A volte l'AGCom mi sorprende. Qualche tempo fa per effetto di un suo pronunciamento ci ha costretti a togliere dal nostro centralino l'automatismo che girava le nostre chiamate in uscita verso numeri della rete mobile ad una SIM (in pratica queste chiamate venivano effettuate tramite rete cellulare) causandoci un notevole aumento dei costi (contando che siamo una P.A. non è il massimo) in nome della tutela della concorrenza. In questo caso ha agito con estrema solerzia e perentorietà.
Poi di fronte a certe pratiche che colpiscono i consumatori cincischia...  

s7

Il giorno 01 settembre 2010 14:19, Paolo Brini <paolo.brini@iridiumpg.com> ha scritto:
 Il 01/09/2010 12:52, Angelo Raffaele Meo ha scritto:
> Carissimi,
>                pochi mesi or sono, lavorando su un progetto pubblico
> con importanti finalità sociali, tentai di attuare un collegamento
> "Skype" utilizzando una "Internet key" Vodafone. Non ci riuscii, ma
> attribuii l'insuccesso alle mie scarse capacità di "smanettone". Ora,
> leggendo i contributi di alcuni amici molto bravi (esempio - e mi
> scuso con chi dimentico - Attardi, Tabanelli, Bertolotto, Favara
> Pedarsi, Viscuso, Giunchi - apprendo che Vodafone blocca i pacchetti
> Skype. Verifico sulla Rete e trovo il comunicato ufficiale di
> Vodafone, che spiega la decisione nei termini di una difesa degli
> interessi di altri utenti.

Salve!

In realtà Vodafone sostiene non di bloccare i pacchetti VoIP (e p2p), ma
di imporre dei cap sulla rete mobile, solo quando necessario, dalle 7
alle 22. Tali cap sono esattamente un pelo sotto i requisiti minimi di
banda per il buon funzionamento di Skype voce (per es. 56 kbit/s in down
dove Skype necessita di almeno 64 kbit/s).

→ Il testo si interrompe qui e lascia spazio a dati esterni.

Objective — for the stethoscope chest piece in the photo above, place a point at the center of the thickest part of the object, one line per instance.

Questi cap compromettono
anche altre utili applicazioni come Nimbuzz e Fring (tutte applicazioni
che possono far concorrenza sia al servizio voce sia a quello SMS/MMS di
Vodafone e che quindi potrebbero rientrare nell'ambito delle pratiche
anticoncorrenziali vietate).

Anche come conseguenza dell'annuncio di Vodafone, il 19 novembre 2009
l'AGCom ha aperto un'indagine al fine di verificare la legittimità di
tali pratiche.

http://www.agcom.it/default.aspx?message=viewdocument&DocID=3530

L'indagine doveva durare 4 mesi ed i risultati dovevano essere resi
pubblici intorno a fine aprile 2010. A tutt'oggi non mi risulta che
questa indagine sia stata conclusa e che i risultati siano stati resi
pubblici, voi avete informazioni migliori?